Intelligente wasmiddelen Leerlingtekst
3
Voorbereiding Waar gaat deze module over? Moderne wasmiddelen bevatten enzymen en detergenten. De pH, concentratie en temperatuur tijdens het wassen beperken de werking van enzymen. Innovatieve biotechnologie kan een bijdrage leveren aan de ontwikkeling van het ‘ next generation’ intelligente wasmiddel. Door vanuit de biotechnologie (moleculaire schaal) en vanuit de nanotechnologie te kijken naar het optimaliseren van enzymen en het innoveren van het wasproces kunnen alle mogelijkheden worden benut om een intelligent wasmiddel te ontwikkelen. Met kennis van zaken stel je als slotopdracht een programma van eisen voor het intelligente ‘ next generation’ wasmiddel op. Wat ga je leren? In deze module leer je op moleculaire schaal over de bouw van enzymen, de DNA-codering en DNAmodificatie. Je leert hoe natuurlijke zeep wordt gemaakt en hoe moderne detergenten werken. Je start met een aantal proeven over de werking van enzymen en detergenten.
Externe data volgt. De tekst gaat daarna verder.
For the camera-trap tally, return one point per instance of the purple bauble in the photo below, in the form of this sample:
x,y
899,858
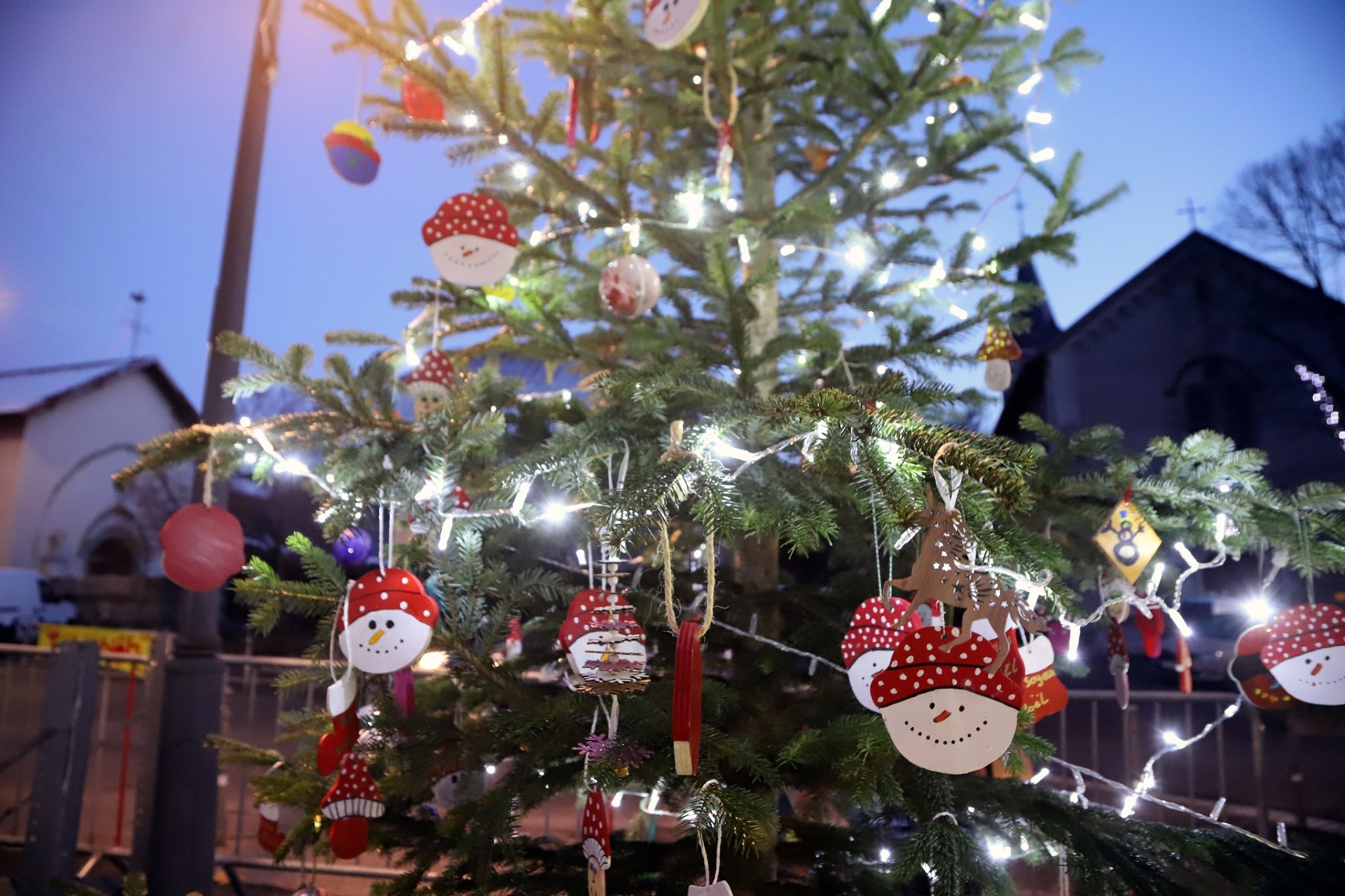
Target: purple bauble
x,y
353,546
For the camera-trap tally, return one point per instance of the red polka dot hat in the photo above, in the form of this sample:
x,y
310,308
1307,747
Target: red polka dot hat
x,y
874,627
1301,630
470,213
389,590
920,666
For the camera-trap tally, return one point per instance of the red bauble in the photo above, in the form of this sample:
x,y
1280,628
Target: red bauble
x,y
203,546
630,287
687,700
421,101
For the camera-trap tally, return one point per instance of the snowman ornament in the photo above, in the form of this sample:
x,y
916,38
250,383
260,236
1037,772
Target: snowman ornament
x,y
868,646
605,643
942,710
1305,653
387,622
670,22
471,240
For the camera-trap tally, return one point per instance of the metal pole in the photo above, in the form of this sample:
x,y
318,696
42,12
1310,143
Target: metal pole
x,y
182,843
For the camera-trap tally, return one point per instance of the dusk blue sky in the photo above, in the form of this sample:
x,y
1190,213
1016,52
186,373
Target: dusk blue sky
x,y
121,120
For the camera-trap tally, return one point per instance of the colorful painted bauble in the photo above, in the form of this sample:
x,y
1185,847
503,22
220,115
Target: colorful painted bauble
x,y
1305,652
867,647
630,287
353,546
421,101
1254,680
942,710
203,546
605,643
350,149
670,22
471,240
387,622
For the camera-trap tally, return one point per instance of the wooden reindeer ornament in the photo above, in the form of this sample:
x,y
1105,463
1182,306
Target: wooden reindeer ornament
x,y
944,574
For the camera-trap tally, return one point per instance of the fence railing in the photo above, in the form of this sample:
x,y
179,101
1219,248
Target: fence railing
x,y
1091,731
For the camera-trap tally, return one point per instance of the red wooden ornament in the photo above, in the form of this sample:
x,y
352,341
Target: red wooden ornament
x,y
421,101
687,700
203,546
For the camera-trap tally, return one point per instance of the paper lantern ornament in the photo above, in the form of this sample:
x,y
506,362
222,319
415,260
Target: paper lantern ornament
x,y
687,700
350,804
353,546
867,647
670,22
387,622
1305,652
431,382
1042,692
598,841
203,546
350,149
1152,627
471,240
947,712
1118,662
605,643
630,287
1127,540
421,101
1254,680
997,352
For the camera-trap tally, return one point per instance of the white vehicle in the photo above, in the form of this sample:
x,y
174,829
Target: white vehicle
x,y
26,603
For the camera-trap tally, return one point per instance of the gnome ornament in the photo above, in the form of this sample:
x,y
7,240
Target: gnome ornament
x,y
471,240
946,710
630,287
1152,626
203,546
431,382
670,22
350,804
1042,692
598,841
605,643
997,352
387,622
1254,680
867,647
1305,652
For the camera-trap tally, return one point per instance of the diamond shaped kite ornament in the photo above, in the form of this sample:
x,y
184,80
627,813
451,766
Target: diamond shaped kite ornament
x,y
1127,540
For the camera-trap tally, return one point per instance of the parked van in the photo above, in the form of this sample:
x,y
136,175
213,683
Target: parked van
x,y
26,602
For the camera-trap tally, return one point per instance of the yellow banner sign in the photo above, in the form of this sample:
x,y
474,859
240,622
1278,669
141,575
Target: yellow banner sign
x,y
111,641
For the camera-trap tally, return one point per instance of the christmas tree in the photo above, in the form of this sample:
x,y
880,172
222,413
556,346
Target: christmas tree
x,y
786,167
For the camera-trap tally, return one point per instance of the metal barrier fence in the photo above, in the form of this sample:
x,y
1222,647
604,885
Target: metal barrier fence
x,y
1091,731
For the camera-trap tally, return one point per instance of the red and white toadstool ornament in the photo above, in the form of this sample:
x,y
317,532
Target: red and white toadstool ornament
x,y
1305,652
203,546
598,841
387,622
867,647
942,710
350,804
630,287
605,643
471,240
431,382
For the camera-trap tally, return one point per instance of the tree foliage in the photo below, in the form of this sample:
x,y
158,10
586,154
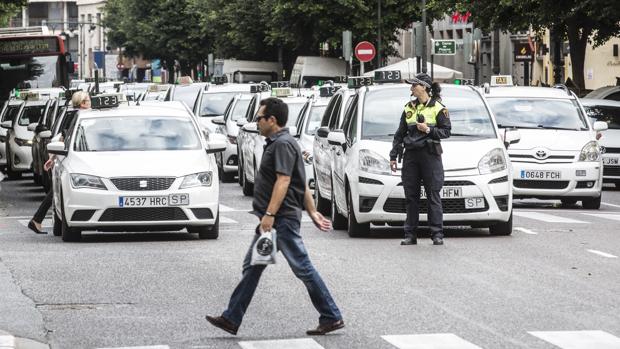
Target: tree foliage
x,y
579,21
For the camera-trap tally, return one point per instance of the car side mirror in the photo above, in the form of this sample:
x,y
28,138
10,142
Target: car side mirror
x,y
216,143
219,120
600,126
511,137
7,124
322,131
57,148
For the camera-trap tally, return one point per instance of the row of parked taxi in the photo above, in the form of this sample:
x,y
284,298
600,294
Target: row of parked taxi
x,y
507,142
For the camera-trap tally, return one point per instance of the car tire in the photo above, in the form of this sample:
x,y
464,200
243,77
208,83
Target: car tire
x,y
338,221
322,205
501,228
355,229
68,233
57,229
568,202
209,232
591,203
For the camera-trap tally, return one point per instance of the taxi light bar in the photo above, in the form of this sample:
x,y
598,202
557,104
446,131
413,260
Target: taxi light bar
x,y
388,76
359,81
279,84
102,102
281,92
501,80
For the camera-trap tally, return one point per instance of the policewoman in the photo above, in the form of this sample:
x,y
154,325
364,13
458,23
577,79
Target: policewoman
x,y
423,124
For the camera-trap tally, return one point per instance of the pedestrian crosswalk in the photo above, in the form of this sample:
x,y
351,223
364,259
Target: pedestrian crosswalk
x,y
558,339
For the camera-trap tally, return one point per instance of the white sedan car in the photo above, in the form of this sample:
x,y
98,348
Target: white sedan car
x,y
136,168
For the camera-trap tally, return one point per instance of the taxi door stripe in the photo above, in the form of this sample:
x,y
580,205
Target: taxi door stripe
x,y
579,339
546,217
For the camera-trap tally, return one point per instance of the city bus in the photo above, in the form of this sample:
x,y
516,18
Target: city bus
x,y
31,57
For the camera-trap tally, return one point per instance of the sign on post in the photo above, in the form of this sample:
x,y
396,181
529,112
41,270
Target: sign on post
x,y
444,47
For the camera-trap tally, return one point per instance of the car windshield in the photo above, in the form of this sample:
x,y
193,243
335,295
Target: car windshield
x,y
136,133
187,94
314,119
240,108
540,113
214,104
468,115
31,113
609,114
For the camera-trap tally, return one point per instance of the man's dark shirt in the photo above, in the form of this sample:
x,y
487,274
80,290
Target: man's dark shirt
x,y
282,155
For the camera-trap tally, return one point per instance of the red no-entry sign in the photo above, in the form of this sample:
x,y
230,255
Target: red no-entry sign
x,y
365,51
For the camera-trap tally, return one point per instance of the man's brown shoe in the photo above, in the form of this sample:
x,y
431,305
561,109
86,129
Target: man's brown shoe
x,y
221,322
326,328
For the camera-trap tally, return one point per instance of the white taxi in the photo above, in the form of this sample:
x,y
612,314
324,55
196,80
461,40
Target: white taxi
x,y
477,187
558,156
136,168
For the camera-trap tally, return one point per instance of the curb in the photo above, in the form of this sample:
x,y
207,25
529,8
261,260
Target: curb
x,y
8,341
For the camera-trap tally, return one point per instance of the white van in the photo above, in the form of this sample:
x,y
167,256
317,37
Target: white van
x,y
309,70
239,71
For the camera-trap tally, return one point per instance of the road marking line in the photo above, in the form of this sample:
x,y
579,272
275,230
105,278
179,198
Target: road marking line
x,y
579,339
546,217
601,253
527,231
431,341
615,217
608,204
301,343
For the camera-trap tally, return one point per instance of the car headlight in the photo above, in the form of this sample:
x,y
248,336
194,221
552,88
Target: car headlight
x,y
307,156
374,163
590,152
79,180
492,161
197,180
23,142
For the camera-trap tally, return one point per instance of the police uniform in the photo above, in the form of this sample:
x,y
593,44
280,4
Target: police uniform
x,y
422,163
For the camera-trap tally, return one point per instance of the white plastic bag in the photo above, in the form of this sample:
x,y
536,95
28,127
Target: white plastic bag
x,y
265,248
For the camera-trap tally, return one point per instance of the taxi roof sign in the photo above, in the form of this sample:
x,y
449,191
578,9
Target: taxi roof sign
x,y
501,80
359,81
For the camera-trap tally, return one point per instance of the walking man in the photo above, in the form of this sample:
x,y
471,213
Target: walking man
x,y
280,194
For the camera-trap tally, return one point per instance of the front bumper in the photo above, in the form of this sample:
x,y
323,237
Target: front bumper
x,y
381,198
94,209
583,179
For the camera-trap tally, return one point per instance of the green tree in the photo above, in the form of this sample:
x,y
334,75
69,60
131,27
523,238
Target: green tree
x,y
8,9
579,21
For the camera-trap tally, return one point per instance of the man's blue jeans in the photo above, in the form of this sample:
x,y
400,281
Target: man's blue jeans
x,y
289,242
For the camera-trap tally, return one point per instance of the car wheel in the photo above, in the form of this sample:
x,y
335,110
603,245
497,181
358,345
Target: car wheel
x,y
354,228
338,221
322,205
591,203
210,232
568,202
68,233
502,228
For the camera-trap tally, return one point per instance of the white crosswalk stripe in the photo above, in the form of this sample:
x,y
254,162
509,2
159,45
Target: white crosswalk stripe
x,y
579,339
545,217
301,343
430,341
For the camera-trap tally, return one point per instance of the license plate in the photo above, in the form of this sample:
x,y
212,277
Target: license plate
x,y
472,203
153,201
542,175
446,192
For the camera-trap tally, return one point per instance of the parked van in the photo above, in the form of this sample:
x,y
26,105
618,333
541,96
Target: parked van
x,y
239,71
308,70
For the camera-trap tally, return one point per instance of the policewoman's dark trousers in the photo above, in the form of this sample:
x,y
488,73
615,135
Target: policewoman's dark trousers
x,y
421,166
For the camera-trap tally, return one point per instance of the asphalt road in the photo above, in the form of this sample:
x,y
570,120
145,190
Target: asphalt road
x,y
555,280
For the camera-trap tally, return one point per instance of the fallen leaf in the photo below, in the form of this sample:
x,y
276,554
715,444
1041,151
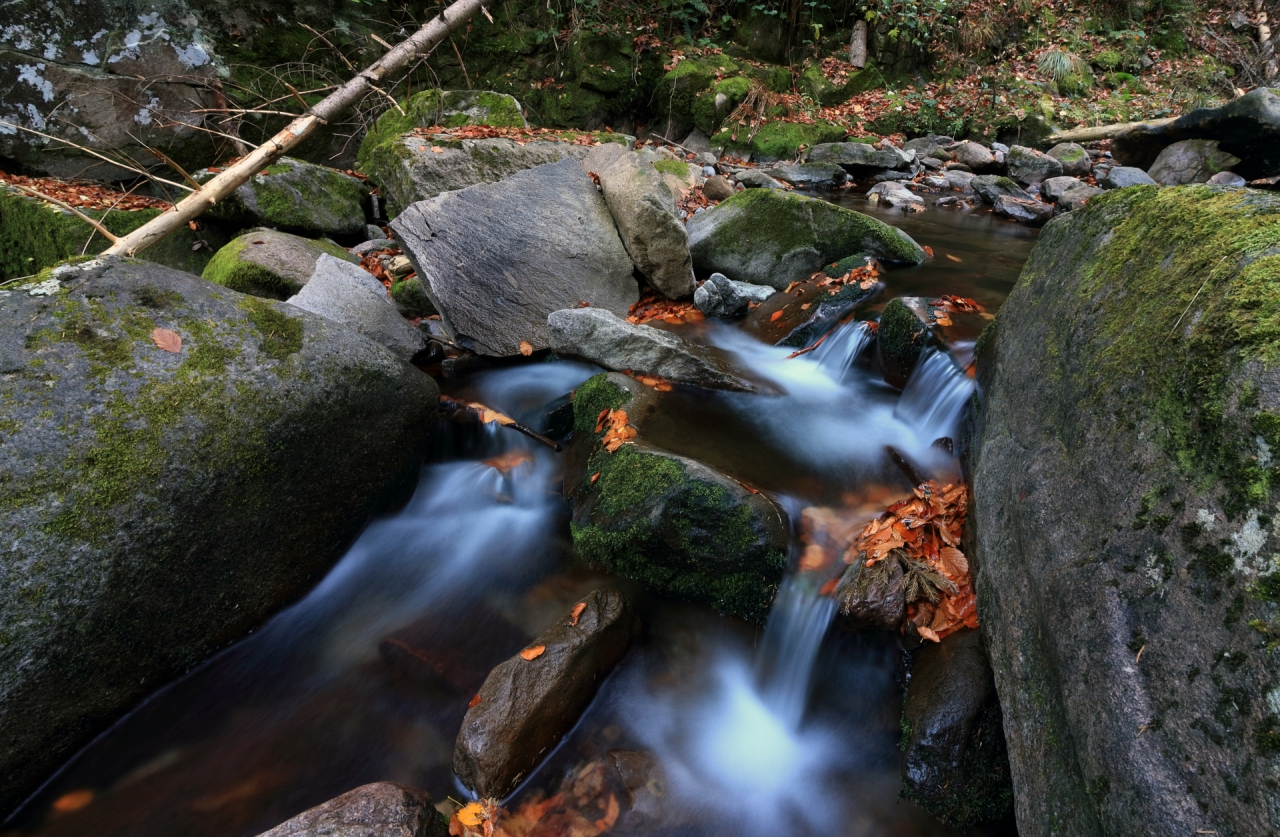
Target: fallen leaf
x,y
167,339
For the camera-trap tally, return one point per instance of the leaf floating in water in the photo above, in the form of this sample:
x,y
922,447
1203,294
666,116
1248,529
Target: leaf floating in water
x,y
167,339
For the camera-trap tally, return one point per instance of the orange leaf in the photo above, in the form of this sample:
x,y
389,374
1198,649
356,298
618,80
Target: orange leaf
x,y
167,339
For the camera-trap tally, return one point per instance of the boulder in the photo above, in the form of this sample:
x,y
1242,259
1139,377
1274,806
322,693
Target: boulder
x,y
529,703
856,158
991,186
1123,177
644,213
1073,158
773,238
382,809
1191,161
296,197
347,293
608,341
265,263
1028,165
1247,127
680,527
161,504
1124,548
722,297
1031,213
498,257
956,764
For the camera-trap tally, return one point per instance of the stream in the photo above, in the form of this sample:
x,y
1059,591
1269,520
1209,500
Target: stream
x,y
723,727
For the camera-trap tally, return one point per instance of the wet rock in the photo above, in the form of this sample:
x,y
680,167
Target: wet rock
x,y
265,263
558,247
1191,161
991,186
808,174
608,341
1123,675
1031,213
382,809
1123,177
956,764
675,525
296,197
526,705
1028,165
347,293
644,213
718,188
858,158
1073,158
775,238
169,502
722,297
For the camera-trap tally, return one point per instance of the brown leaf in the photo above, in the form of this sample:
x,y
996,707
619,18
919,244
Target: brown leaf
x,y
167,339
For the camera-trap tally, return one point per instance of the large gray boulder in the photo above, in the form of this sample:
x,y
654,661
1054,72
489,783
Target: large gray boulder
x,y
530,701
159,504
773,238
382,809
608,341
347,293
1124,547
498,257
1191,161
644,211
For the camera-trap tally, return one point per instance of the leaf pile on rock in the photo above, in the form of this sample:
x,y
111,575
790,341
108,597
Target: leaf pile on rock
x,y
914,550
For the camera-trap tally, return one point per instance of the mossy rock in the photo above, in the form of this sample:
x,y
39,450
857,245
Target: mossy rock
x,y
1124,490
296,197
35,236
677,526
773,238
169,502
265,263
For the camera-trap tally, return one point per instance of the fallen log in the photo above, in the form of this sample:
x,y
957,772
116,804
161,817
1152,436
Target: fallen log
x,y
368,81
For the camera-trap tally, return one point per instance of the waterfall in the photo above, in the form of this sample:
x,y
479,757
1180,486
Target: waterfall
x,y
935,398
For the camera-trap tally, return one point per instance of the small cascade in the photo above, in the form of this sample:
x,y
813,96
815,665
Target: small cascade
x,y
842,347
935,398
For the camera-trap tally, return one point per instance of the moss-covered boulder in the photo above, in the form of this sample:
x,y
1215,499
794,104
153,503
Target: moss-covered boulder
x,y
159,504
773,238
296,197
1124,506
35,234
265,263
679,526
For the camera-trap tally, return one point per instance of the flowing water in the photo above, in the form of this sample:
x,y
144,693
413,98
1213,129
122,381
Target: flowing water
x,y
739,731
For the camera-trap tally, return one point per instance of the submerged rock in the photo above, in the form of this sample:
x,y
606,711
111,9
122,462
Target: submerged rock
x,y
775,238
296,197
1121,461
667,521
608,341
382,809
956,764
161,504
265,263
498,257
529,703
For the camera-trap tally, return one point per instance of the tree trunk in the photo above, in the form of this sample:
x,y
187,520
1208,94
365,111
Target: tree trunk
x,y
858,45
325,110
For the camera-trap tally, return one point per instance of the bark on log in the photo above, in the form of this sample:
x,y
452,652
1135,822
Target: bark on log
x,y
432,33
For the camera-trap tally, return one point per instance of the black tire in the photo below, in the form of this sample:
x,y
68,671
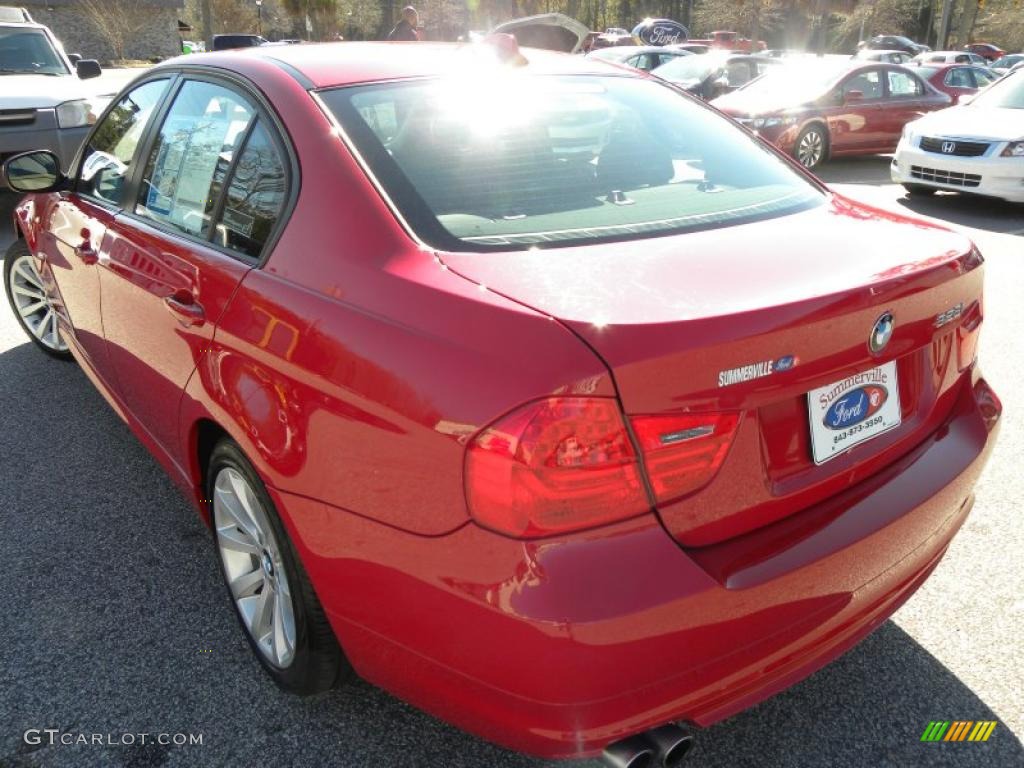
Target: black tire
x,y
811,148
318,664
920,190
18,250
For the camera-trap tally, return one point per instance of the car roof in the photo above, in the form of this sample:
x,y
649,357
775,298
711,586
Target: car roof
x,y
327,65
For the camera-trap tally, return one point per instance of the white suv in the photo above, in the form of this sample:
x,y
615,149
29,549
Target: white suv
x,y
42,102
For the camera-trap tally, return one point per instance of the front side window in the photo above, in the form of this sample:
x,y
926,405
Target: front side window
x,y
983,77
903,85
474,164
868,83
960,78
192,155
109,155
28,52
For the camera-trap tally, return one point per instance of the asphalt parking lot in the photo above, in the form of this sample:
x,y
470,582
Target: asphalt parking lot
x,y
115,620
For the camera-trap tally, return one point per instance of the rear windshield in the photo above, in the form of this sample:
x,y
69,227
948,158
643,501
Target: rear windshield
x,y
518,161
28,52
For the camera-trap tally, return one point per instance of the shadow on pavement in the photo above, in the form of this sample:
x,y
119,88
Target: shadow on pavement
x,y
117,621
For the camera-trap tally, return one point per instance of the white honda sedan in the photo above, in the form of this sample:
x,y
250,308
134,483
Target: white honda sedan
x,y
974,147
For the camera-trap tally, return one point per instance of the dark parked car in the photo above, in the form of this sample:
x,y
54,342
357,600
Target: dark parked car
x,y
713,75
896,42
986,50
887,56
957,80
814,113
226,42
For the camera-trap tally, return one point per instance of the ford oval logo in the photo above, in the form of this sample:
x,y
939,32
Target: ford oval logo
x,y
660,32
881,333
784,364
855,406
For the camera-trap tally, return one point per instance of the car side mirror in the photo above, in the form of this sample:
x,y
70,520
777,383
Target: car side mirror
x,y
33,171
88,69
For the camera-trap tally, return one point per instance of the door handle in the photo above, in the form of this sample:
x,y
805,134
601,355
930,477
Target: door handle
x,y
85,252
185,308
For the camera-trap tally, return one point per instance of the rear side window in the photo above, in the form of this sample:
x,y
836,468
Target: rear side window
x,y
960,78
512,161
902,84
255,196
192,155
108,158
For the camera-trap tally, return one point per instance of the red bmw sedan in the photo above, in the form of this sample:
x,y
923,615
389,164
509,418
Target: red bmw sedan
x,y
526,388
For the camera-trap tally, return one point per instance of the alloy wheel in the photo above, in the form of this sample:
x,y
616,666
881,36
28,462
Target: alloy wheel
x,y
254,567
33,305
810,150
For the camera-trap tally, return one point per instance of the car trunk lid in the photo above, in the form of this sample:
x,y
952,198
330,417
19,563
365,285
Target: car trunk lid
x,y
748,321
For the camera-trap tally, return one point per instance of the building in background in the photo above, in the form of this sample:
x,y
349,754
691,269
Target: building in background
x,y
110,30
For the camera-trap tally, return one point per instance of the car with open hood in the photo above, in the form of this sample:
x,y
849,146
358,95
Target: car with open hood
x,y
714,74
547,31
42,101
563,438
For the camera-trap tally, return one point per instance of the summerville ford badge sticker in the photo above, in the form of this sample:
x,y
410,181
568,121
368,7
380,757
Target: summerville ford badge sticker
x,y
756,371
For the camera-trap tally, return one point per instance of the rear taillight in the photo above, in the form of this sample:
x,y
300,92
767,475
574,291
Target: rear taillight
x,y
682,453
555,465
967,337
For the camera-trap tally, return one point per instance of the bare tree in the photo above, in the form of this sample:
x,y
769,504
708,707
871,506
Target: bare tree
x,y
117,22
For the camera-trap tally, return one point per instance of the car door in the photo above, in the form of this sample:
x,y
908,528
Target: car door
x,y
904,101
202,208
77,223
855,125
Je doet literatuuronderzoek naar een vorm van innovatieve biotechnieken of nanotechnologie en je presenteert dit als expert. Je leert van niet alleen van je eigen onderzoek, maar ook van dat van andere groepen. Wat weet en kun je (beter) na deze module De module is opgebouwd uit vijf fasen, waarin je na het opfrissen van je kennis uit eerdere klassen je kennis uitbouwt en gebruik leert maken van semiwetenschappelijke bronnen over de actuele ontwikkelingen in de bio- en nanotechnologie. Bij elk van de vijf fasen is aangegeven wat de leerdoelen zijn. Bij het afsluiten van elke fase stel je vast of je deze leerdoelen onder de knie hebt of nog niet. Ook reflecteer je op de aard van de samenhang en de voor- en nadelen daarvan in deze module. Hoe word je beoordeeld? In fase 4 lever je een ‘ summary’ in over een biotechnologische of nanotechnologische toepassing die een bijdrage kan leveren aan de ontwikkeling van het intelligente ‘ next generation’ wasmiddel. Dit wordt door je docent beoordeeld. Je presenteert je onderzoek voor de klas. Dit wordt door medeleerlingen en door je docent beoordeeld. Tot slot maak je een proefwerk met biologische en scheikundige vakvragen en vragen uit de ‘ summary’ en presentatie van je groep en de andere klasgenoten. Veel succes!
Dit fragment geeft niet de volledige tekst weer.